Seller will not be liable for, and will be excused from, any delay, loss or annoyance incurred by Purchaser in connection with Seller’s non-performance of the Orders due to: acts of God; acts of nature and natural disasters; acts of civil or military authorities; acts of a public enemy; civil commotions; blockades; riots; arrests; wars; terrorism; invasions; strikes; lockouts; boycotts; embargoes; labor-related issues; materials and/or transportation related issues, disputes, constraints or delays; shortages of or inability to obtain at reasonable costs labor, fuel, power, supplies, feedstock, materials and/or transportation; industrial disturbances; explosions; fires; floods; accidents; systems and/or equipment breakdowns; plagues, pandemics, epidemics, outbreaks of infectious disease or any other public health crisis; voluntary or mandatory compliance with any request of any governmental authority including federal, state or local quarantine, evacuation or other orders, requisitions, regulations, restrictions or directions; legislative changes; governmental actions or orders; delays in the issuance of necessary permits/approvals; delays in required inspections; unforeseen circumstances and any other causes (whether similar or dissimilar to the foregoing) beyond Seller's reasonable control. In these events, the period of performance will be extended, if possible, to such extent as may be appropriate after the cause of the delay or non-performance has been removed, with no adjustment, refund or other liability to Purchaser. If Seller cannot perform all or any portion of this Agreement due to the foregoing, then Purchaser’s sole remedy will be a refund of the total amount paid under this Agreement by Purchaser to Seller for that portion of the Agreement not performed.
8) Reservation of Rights.
Seller reserves the right, in its sole discretion, to revise, modify, change or terminate any of its terms and conditions, products, services and prices at any time, for any reason, without prior notice and/or liability or obligation to any person/entity.
This Agreement is binding on and will inure to the benefit of Seller and Purchaser and their respective heirs, executors, administrators, representatives, successors and permitted assigns, provided however,
that this Agreement, the Orders and any other documents/writings permitted hereunder will not be binding on Seller unless signed by its President or Vice President.
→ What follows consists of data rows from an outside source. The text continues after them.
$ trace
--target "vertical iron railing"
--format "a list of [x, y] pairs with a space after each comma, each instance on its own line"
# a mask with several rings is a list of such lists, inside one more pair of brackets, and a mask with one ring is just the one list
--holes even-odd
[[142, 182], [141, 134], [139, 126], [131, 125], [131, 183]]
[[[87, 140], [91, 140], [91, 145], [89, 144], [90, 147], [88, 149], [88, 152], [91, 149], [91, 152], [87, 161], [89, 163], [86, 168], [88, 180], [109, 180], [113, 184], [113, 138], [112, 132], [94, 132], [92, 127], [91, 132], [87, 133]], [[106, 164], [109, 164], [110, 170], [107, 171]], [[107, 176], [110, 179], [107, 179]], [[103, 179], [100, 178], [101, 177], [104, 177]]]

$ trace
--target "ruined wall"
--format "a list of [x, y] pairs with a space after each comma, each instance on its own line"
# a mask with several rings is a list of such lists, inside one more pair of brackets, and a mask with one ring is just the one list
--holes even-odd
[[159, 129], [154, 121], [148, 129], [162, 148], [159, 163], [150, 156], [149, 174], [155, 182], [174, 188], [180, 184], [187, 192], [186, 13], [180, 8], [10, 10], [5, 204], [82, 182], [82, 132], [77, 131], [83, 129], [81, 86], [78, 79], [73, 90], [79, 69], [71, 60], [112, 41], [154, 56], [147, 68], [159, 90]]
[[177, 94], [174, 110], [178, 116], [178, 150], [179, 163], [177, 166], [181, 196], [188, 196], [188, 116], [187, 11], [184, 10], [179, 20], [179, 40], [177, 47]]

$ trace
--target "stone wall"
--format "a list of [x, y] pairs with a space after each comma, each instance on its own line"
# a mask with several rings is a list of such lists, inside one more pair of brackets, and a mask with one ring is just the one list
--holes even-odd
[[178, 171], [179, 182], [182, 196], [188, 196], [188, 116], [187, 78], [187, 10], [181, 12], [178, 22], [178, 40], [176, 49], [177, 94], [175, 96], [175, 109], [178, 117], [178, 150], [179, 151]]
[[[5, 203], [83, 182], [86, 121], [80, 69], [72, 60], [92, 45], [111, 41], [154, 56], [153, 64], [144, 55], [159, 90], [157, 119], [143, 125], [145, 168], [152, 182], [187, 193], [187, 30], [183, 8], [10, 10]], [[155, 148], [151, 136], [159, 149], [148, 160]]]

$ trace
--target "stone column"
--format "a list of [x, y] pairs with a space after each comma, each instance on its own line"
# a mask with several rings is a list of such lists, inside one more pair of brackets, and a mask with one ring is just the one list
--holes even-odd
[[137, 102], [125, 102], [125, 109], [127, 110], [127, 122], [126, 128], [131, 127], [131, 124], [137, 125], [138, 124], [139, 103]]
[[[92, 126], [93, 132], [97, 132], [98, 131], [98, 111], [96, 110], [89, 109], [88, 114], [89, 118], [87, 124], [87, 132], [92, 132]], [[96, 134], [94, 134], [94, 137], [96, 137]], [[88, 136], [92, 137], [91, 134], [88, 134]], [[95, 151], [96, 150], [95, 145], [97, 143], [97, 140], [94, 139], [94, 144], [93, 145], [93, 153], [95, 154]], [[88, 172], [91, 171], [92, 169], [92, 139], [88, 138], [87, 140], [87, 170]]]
All promises, agreements, representations and covenants made by Purchaser pursuant to this Agreement will survive the termination or expiration of this Agreement, for any reason. The provisions of this Agreement are severable, and if any one or more provision is determined by a court of competent jurisdiction to be invalid, illegal, not in conformity with applicable laws and regulations or judicially unenforceable, in whole or in part, that provision will be removed from this Agreement, or reformed/modified so as to be in accordance with such laws and regulations and the validity of the remaining provisions will not be affected and will continue in full force and effect. This Agreement is governed by the laws of the State of Ohio, without regard to any conflict of laws principles and Purchaser and Seller agree that any dispute or action related to this Agreement may only be brought in the state or federal courts in Cuyahoga County, Ohio and further agree to submit to the exclusive and personal jurisdiction of those courts. Purchaser agrees to pay for all costs, expenses and attorneys’ fees incurred by Seller in enforcing any breach of this Agreement by Purchaser. Except as otherwise stated in this Agreement, any notice or communication under this Agreement must be in writing and sent by U.S. certified mail, postage prepaid, return receipt requested to the parties at their respective addresses provided in this Agreement.